I have used a couple of different brands the RIT brand with the knots and rings. I felt was a good concept, but we had trouble with tangles, etc. I found the best search rope was 9mm kevlar blend that we found. We ended up using it with our RIT Bags. We connected it to the RIT bag with captive-eye carabiners so if we had to extend it for whatever reason, or leave it because of shortage we could. We had 200' in our RIT bag. It is lightweight so it didn't add any drag. Tim Sendelbach has a couple of good programs that deals with search lines, so I am uploading them for you.
I like the kevlar for search ropes dues to the high heat and abrasion resistence. I hate the price. I got rope for my department called Glo-flex by Sterling. It is a regular kernamantle rope with a reflective tracer. At least you have a chance of locating it if you lose it in the dark. If we trash it, we will replace it.
We only have one station that has rope as they deal with high angle rescue. Each truck carries water rescue rope, but have really never looked into search rope. We have always set it up that you go in with a hose line and don't leave the hose. This might be something to look into, as well we train on how to figure out the direction of the hose line by the markings felt on the hose connections. Even search and rescue always goes in with a charged hose.
At my Dept. we each have 100' of rope and a carabiner hooked to our pants and put in our right side pocket we hook to the porch and go in only 1oo' it has worked twice in finding a lost ff, it also is a way to find your way back out.
My engine is the only one of the 4 that I know of that carries rope. We have 2 bags with 100' of non-life safety rope with a carribener in the end. We generally do not go anywhere without a hose, but if we do this is what we would use. I personally carry 50' of 10mm PMI with a NFPA G rated carribener on the end so this fat kid and his crew can get the heck out of dodge when it hits the fan.
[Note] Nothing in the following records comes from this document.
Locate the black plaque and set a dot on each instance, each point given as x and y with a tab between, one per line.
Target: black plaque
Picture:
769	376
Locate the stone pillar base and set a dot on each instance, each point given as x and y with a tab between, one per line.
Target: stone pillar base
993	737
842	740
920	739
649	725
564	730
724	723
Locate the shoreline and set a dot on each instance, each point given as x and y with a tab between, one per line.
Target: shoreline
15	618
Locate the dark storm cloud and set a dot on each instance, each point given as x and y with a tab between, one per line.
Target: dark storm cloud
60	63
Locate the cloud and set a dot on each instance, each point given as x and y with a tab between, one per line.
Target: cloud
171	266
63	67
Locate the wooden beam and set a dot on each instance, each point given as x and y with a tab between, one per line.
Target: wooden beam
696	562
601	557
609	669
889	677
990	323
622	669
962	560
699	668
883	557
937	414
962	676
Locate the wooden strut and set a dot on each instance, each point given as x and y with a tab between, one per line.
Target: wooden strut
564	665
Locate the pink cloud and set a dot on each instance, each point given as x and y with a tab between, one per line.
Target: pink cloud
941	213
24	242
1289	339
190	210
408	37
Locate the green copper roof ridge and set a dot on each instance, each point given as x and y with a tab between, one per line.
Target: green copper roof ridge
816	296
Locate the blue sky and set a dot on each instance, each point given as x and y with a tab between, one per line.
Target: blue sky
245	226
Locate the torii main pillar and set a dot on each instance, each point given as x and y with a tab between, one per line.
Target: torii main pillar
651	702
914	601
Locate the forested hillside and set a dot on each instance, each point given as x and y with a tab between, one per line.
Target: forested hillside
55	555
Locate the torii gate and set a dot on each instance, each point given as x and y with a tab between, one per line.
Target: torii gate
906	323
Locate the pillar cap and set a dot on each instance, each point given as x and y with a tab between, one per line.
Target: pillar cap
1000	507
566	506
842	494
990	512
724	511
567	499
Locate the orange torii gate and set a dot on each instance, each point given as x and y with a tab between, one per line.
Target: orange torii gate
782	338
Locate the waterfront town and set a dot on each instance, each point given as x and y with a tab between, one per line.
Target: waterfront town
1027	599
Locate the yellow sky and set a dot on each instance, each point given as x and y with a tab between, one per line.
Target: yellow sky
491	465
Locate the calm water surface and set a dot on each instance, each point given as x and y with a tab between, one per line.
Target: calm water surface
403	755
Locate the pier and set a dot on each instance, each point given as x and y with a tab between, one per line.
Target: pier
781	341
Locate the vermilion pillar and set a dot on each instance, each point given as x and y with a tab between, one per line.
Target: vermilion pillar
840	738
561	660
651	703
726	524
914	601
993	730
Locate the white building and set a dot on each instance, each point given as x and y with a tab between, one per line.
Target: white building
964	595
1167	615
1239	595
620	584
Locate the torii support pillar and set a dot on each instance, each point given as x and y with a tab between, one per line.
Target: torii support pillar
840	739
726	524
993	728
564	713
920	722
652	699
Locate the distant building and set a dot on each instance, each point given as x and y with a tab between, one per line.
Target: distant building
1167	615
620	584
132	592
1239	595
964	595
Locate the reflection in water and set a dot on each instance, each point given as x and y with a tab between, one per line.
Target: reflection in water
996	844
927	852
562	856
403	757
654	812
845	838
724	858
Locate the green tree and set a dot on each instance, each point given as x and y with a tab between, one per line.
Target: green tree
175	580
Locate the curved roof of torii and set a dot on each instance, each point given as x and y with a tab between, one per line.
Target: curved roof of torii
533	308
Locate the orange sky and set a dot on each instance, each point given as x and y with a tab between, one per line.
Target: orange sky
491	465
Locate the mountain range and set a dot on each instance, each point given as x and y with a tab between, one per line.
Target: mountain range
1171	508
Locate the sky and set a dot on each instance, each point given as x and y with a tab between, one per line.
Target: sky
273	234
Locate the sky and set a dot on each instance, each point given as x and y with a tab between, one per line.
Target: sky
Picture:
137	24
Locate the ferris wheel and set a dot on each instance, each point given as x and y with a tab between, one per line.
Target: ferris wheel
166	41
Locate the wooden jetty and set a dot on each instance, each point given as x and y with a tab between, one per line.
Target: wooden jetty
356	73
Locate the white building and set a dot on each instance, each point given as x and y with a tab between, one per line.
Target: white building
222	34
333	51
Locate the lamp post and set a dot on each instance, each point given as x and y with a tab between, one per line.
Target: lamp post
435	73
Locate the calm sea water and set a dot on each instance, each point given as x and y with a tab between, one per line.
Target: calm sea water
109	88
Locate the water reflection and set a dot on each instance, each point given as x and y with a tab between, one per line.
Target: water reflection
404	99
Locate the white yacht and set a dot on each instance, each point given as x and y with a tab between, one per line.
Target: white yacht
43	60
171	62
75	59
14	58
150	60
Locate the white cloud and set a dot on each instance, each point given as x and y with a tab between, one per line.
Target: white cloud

Here in Kansas City MO we lost a good friend and Battalion Chief John Tvedten on Dec. 18th of 99. We weren't prepared for that type of fire and it took one of ours. After the memorial service a few of us got together and over the course of the next 10 years, ( we still improve on it as we teach it), have simmered it down to a fairly simple and effective large area search we use exclusively for RIT. This is it in a nut shell. Team consists of four members. Two pairs. First pair make up the A-team and is the company officer , "lead-in" , as he will have the thermal imaging camera and will have to make decisions ,like is this a viable search. Next is the " mule" he gets this name because he hauls the rope bag ( 300" of 9mm kernmantle) and a rescue scba bottle with an imbilicle hose to quick fill a down firefighters bottle. These two enter the structure tethered together and the mule is attached to the rope. they are requested to acknowledge a status update every 3 min. If at 12 minutes no victim is found then the team is recalled and another team with fresh air take over ( At this point only two people are in the hazardous area doing the search) When a victim is found the A team sizes up what they might need and the B team can bring it in with them. The B team are attached to the rope seperately and follow the rope to the a teams location to help extricate the victim.
This works really well but I don't to give too much info because it can be dangerous. The past four years we've been going around the state of Missouri teaching this technique to departments from St. Louis to Rolla, Springfield,. For more info shoot a memo back.
We use 200' 9mm kermantle with reflective tracers tied hard to a solid immovable object outside. Two go in, one leading sounding and one moving the bag with the extra bottle with buddy hose. When we get to a doorway, say to an office, the lead clips onto a 50' rope in the bag while the bag tender stays at the doorway. We only feed enough rope to the searcher based on his visibility or reach of feel and he sweeps the room.